Zhu Rongji, the man reading his last report as prime minister under the bright lights of Beijing's Great Hall of the People, launched into a full flow of truly impressive statistics.
He conjured up visions of motorway networks rapidly expanding, massive hydraulic engineering projects taking shape, mobile phones in the palms of more and more Chinese.
The image of China's dazzling growth and modernisation, rising living standards and a changing society, is easily recognisable to anyone ensconced in an affluent big city neighbourhood or an agricultural area within easy reach of prosperous markets.
Yet that is only part of the picture. As Mr Zhu progressed through a sweeping summary of China's economic progress, pointers to the serious problems lurking beneath the surface began to emerge.
"In the last five years, urban disposable incomes have risen by an average of 8.6% a year. Rural disposable incomes have risen by 3.8% annually," he said.
As he went on, Mr Zhu - a man with a reputation for bluntly addressing the issues - singled out a whole catalogue of problems including:
- insufficient demand in China's domestic market
- slow growth in the income of farmers
continued inequalities in income distribution
- problems in reforming state-owned enterprises
- the need to bring greater order to the market economy
law and order problems
- environmental degradation in some areas
bureaucracy, extravagance and conspicuous corruption among some government officials.
For the next generation of leaders to be endorsed by the NPC in the coming days, it was a sobering balance to contemplate.

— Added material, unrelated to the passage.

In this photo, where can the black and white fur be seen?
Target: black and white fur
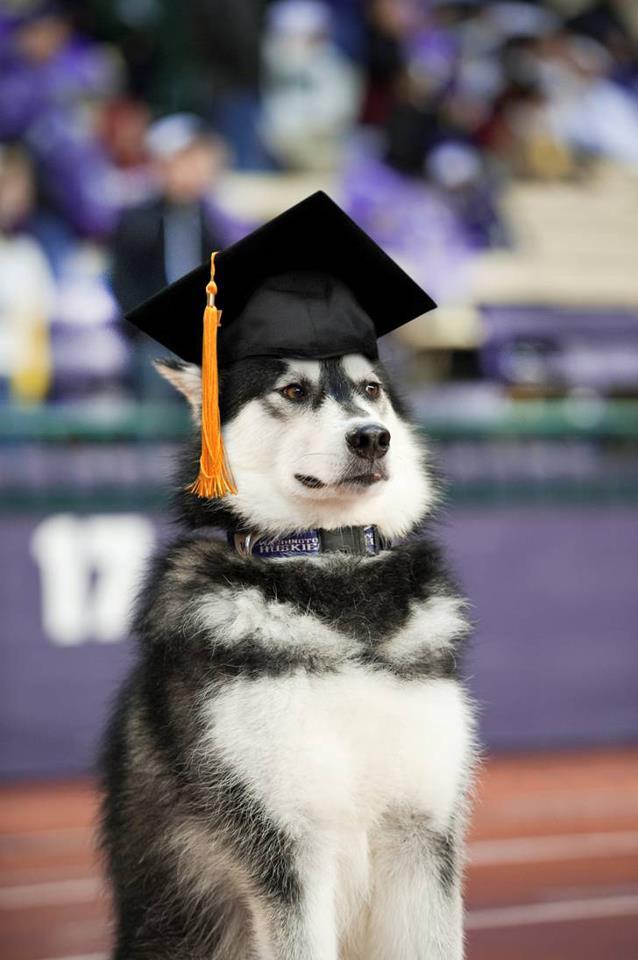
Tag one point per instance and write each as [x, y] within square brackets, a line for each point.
[287, 768]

Addressing many of these issues already forms the centrepiece of China's economic blueprint for the years ahead.
No easy answers
But many ordinary Chinese are impatient, citing such issues as the wealth gap, a sense of economic insecurity, and a feeling that society is more unequal and harsher than it was a decade or two ago.
There is no easy answer to how the new generation of leaders under Hu Jintao will be able to deal with these challenges, many of which are interlocking.
The sprouting road networks, water projects and communications that Zhu Rongji described are bringing huge improvements to those rural areas which they have touched.
But those still left out are feeling all the more left behind.
For the government to be able to spread the economic growth, and attract investment to the underdeveloped inland provinces, it will require much more of the same.
Hu Jintao(r) will take over from Jiang Zemin (l)
The market of 1.3bn people - which some foreign entrepreneurs salivate over - is currently far from a reality.
It will need the creation of many new enterprises to generate the purchasing power to bring it to fruition, and open up new jobs for those made redundant from overmanned state industries.
That in turn will need more serious efforts to remould China's banking system, languishing under the burden of decades of politically-directed lending, running up a crippling burden of non-performing loans.
Getting credit is still relatively difficult for private business people - despite the fact that ordinary Chinese are depositing money in their bank accounts at ever greater rates, prompted by concern to provide for their welfare in a climate where they can no longer depend on the state.
The new Chinese Government knows that external factors will play a part in determining how effectively it can carry out its objectives.
Some economists have predicted that the instability which could be brought by a Middle East war will make China seem even more attractive as a safe haven for foreign investment than it is now.
On the other hand the economy remains heavily dependent on exports, making it vulnerable if the economies of its main trading partners sink into gloom.
Yet considerably more will depend on whether the new leadership line-up can fulfil its promise of being more educated and more technocratic than its forbears.
Because, although China describes its blend of economic reforms and authoritarian government as "socialism with Chinese characteristics", it is plain that ideology is becoming increasingly irrelevant as a mobilising force in people's daily lives.
Ever more ideology is likely to fall by the wayside in the years to come, which will leave the success of economic reform as an ever more important measure of legitimacy for Hu Jintao and his team of ministers.